This article explores how bananas became such a cheap commodity, and what that can teach us about the price of alternative energy. If you know anyone who likes bananas, pretty please share
Before we get down to business, literally, please allow me to knock you on your ass with some banana facts. Actually, these will be facts about the musa acuminata, (for real aficionados, the Cavendish), which we call “the banana” but is actually one of more than two hundred varieties of bananas that exist. That’s right, there are more than two hundred types of bananas. The politicians have been keeping them from us! Surely this is not what Friar Romas de Berlanga, the Spanish Catholic missionary, intended when he introduced bananas to the New World in 1516 [1]. “Wait, bananas aren’t indigenous to Central America?” you must be asking, jaw agape. It’s not surprising that you’re surprised. Over 95% of bananas sold in the US come from Central America, so it’s a natural assumption that bananas have always come from there. Globally, though, Southeast Asia grows the most bananas. That makes sense, because bananas originated in those rainforests, in what I can only assume was the true location of the Garden of Eden. As you can tell, I’m a big banana guy. And I’m not alone. Americans on average consume about two bananas per week, making it the most popular fruit in the country. Fortunately, our love for bananas doesn’t break the bank. A banana costs about $0.25 (national average), which translates to about 400 calories per dollar. That’s a better deal than pretty much anything on the menu at McDonalds. Nutritious, delicious, and financially propitious! All this raises two obvious questions. First, why isn’t Friar Berlanga in our history books? Not only did he introduce bananas to the two continents, he discovered, by way of enchanted accident, the Galapagos Islands, which basically means he came up with the theory of evolution himself.
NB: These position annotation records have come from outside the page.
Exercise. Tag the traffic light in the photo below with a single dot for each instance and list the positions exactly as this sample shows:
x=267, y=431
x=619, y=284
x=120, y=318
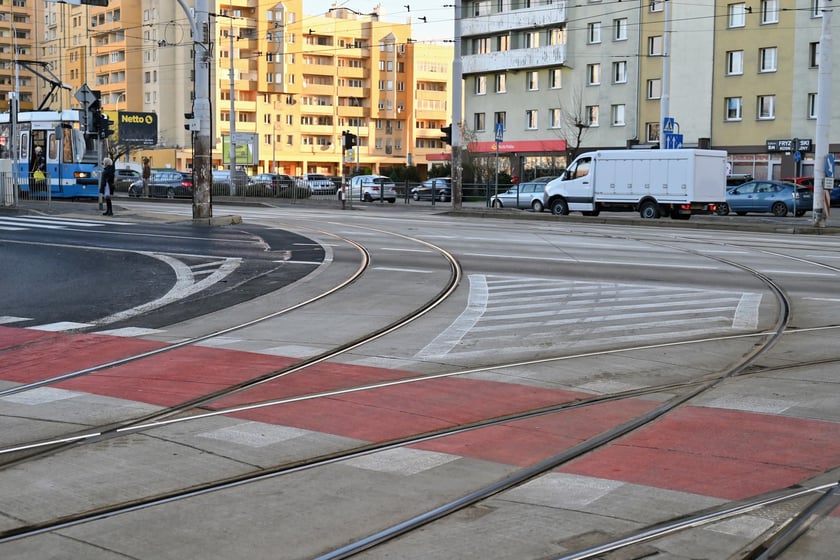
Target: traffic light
x=447, y=134
x=348, y=140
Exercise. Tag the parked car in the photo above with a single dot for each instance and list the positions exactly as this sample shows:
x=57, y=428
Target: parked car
x=230, y=183
x=165, y=184
x=436, y=188
x=318, y=183
x=373, y=187
x=123, y=178
x=524, y=195
x=776, y=197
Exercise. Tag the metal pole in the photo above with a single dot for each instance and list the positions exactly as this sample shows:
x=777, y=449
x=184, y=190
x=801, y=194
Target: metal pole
x=824, y=77
x=665, y=100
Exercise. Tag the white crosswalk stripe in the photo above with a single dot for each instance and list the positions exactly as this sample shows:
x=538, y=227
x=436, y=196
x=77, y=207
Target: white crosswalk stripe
x=18, y=223
x=524, y=313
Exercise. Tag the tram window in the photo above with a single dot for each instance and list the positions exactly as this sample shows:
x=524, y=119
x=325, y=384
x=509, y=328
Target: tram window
x=52, y=152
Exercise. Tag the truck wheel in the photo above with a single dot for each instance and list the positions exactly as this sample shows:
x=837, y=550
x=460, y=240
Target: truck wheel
x=779, y=209
x=649, y=210
x=559, y=207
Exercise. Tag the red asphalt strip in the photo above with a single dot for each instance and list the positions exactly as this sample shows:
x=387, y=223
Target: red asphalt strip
x=716, y=452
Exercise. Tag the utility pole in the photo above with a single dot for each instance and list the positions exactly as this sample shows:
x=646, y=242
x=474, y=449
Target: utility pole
x=823, y=168
x=202, y=152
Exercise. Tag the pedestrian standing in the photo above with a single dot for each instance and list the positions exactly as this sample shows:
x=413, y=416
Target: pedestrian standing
x=107, y=186
x=147, y=174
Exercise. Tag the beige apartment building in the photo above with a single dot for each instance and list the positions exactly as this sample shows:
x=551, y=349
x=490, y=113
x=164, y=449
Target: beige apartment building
x=293, y=82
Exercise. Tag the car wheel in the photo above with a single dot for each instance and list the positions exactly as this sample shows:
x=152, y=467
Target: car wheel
x=649, y=210
x=559, y=207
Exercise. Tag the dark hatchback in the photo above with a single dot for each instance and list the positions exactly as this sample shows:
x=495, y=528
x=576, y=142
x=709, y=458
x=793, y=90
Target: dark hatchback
x=166, y=184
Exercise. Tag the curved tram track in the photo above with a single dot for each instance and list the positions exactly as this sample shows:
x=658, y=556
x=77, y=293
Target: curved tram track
x=691, y=390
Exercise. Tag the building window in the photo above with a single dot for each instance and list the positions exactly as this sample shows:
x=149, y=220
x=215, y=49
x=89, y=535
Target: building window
x=594, y=29
x=814, y=55
x=767, y=59
x=533, y=80
x=769, y=11
x=620, y=72
x=555, y=78
x=479, y=121
x=655, y=45
x=531, y=119
x=593, y=74
x=812, y=105
x=766, y=107
x=620, y=29
x=592, y=115
x=501, y=83
x=555, y=118
x=500, y=117
x=733, y=108
x=617, y=115
x=737, y=15
x=654, y=88
x=652, y=132
x=734, y=63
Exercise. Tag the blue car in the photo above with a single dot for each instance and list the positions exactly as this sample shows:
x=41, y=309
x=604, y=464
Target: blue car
x=762, y=195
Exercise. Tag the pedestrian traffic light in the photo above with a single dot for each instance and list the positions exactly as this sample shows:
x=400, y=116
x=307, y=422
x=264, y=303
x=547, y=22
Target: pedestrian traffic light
x=447, y=134
x=348, y=140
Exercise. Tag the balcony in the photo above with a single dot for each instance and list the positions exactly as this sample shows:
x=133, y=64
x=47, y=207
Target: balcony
x=513, y=20
x=500, y=61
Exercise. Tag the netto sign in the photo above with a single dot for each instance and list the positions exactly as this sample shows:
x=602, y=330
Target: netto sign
x=137, y=128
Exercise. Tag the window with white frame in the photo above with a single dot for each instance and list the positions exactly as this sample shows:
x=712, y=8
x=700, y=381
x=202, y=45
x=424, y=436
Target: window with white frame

Make him a holiday! I’d be comfortable adding him to Mt. Rushmore. The second question, and the real topic of this post, is: why are bananas so cheap?
Why wouldn’t bananas be cheap?
Bananas seem like a natural staple crop: they don’t need to be refrigerated, they grow with their own natural packaging, they flower in dense clusters. However, the same could be said for avocados (or oranges, or watermelons, etc) and they aren’t as cheap as bananas. Plus, banana growing is manually intensive and banana plants are finicky: they need at least 14 consecutive months of frost-free, sunny weather and a ton of rain. That means bananas aren’t commercially viable agriculture anywhere in the continental US. Even if they were naturally cheap, consumers would still have to pay the cost to transport them thousands of miles (which they do). Still, bananas are cheaper than Florida oranges or Georgia peaches.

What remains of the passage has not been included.